Los colores de las rosas tienen asociaciones conocidas, pero el contexto importa más que una regla rígida. El destinatario, la ocasión y el mensaje de la tarjeta deben guiar la paleta.
Rojo y borgoña: directos y románticos
Las rosas rojas son la expresión tradicional más clara del amor romántico. El borgoña intensifica el tono y puede sentirse más dramático, maduro o editorial.
Para aniversarios y pedidas, un arreglo completamente rojo es inequívoco. Mezclar rojo y blanco suaviza la paleta sin perder su intención.
Blanco y marfil: calma, respeto y claridad
Las rosas blancas pueden comunicar sinceridad, recuerdo o una elegancia moderna y limpia. Funcionan para condolencias, bodas, nuevos comienzos y agradecimientos discretos.
El marfil aporta calidez y combina bien con blush, verde o borgoña cuando el blanco puro resulta demasiado formal.
Rosado y amarillo: afecto, gratitud y energía
El rosado claro se siente tierno y elegante; los tonos intensos resultan festivos y seguros. Ambos funcionan cuando importa el afecto sin buscar un mensaje abiertamente romántico.
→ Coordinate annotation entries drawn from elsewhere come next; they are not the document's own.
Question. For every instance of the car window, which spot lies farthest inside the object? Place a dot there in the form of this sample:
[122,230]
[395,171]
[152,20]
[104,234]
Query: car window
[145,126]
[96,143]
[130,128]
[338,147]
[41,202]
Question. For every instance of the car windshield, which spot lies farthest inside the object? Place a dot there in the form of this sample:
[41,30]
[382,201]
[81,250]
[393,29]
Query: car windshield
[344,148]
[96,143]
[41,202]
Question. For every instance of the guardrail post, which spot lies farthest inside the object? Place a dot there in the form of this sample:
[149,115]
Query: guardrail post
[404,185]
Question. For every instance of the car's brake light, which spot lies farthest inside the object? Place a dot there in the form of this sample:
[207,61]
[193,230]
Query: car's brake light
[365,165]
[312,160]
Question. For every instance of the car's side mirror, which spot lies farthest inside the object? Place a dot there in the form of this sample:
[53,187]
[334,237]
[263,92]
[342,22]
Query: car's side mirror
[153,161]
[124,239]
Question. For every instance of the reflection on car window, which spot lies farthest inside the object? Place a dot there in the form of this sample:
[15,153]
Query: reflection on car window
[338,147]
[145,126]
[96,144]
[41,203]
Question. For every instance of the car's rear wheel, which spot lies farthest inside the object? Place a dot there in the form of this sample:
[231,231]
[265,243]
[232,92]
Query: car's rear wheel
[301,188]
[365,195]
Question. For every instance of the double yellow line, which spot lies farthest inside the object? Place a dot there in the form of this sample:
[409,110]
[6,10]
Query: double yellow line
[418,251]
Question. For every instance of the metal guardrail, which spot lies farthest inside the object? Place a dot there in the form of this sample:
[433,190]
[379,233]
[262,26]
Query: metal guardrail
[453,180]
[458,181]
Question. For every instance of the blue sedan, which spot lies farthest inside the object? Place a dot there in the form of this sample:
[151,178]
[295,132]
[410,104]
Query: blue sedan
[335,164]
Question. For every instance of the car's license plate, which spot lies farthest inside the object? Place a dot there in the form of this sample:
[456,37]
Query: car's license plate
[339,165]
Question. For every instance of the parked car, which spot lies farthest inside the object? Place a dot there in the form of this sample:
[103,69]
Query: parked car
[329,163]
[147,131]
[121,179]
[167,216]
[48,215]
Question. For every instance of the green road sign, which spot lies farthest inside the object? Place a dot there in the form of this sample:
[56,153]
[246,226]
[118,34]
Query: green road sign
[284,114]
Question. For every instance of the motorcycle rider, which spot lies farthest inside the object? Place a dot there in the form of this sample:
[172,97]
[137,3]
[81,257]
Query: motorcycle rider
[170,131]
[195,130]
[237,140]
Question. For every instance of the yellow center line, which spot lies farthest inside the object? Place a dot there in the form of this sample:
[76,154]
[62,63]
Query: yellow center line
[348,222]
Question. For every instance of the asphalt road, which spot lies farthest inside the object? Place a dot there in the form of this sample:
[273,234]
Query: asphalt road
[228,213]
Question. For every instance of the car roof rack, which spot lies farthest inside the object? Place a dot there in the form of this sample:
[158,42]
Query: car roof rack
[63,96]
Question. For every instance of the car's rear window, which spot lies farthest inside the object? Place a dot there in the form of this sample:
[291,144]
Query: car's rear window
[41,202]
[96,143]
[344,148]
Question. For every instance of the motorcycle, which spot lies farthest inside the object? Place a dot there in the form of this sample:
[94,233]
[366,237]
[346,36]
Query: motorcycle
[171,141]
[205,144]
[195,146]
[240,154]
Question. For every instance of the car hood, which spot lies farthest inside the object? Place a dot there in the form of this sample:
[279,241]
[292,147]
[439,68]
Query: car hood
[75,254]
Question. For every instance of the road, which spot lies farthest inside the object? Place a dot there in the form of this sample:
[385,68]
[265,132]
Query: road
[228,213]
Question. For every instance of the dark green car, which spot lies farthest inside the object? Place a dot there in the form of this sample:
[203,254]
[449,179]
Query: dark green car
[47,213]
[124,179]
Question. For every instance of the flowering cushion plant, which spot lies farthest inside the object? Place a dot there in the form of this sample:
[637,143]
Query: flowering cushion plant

El amarillo suele asociarse con amistad, optimismo y calidez. Junto al naranja crea una paleta alegre para cumpleaños o felicitaciones.
Rosas azules, negras y bicolor
Las rosas de aspecto azul o negro son tratamientos de color especiales, no variedades naturalmente azules o negras. Crean una imagen potente para personas que prefieren un diseño poco convencional.
Los bouquets bicolor sirven cuando un solo significado no basta: rojo y blanco equilibran pasión y sinceridad; rosado y amarillo combinan afecto y alegría.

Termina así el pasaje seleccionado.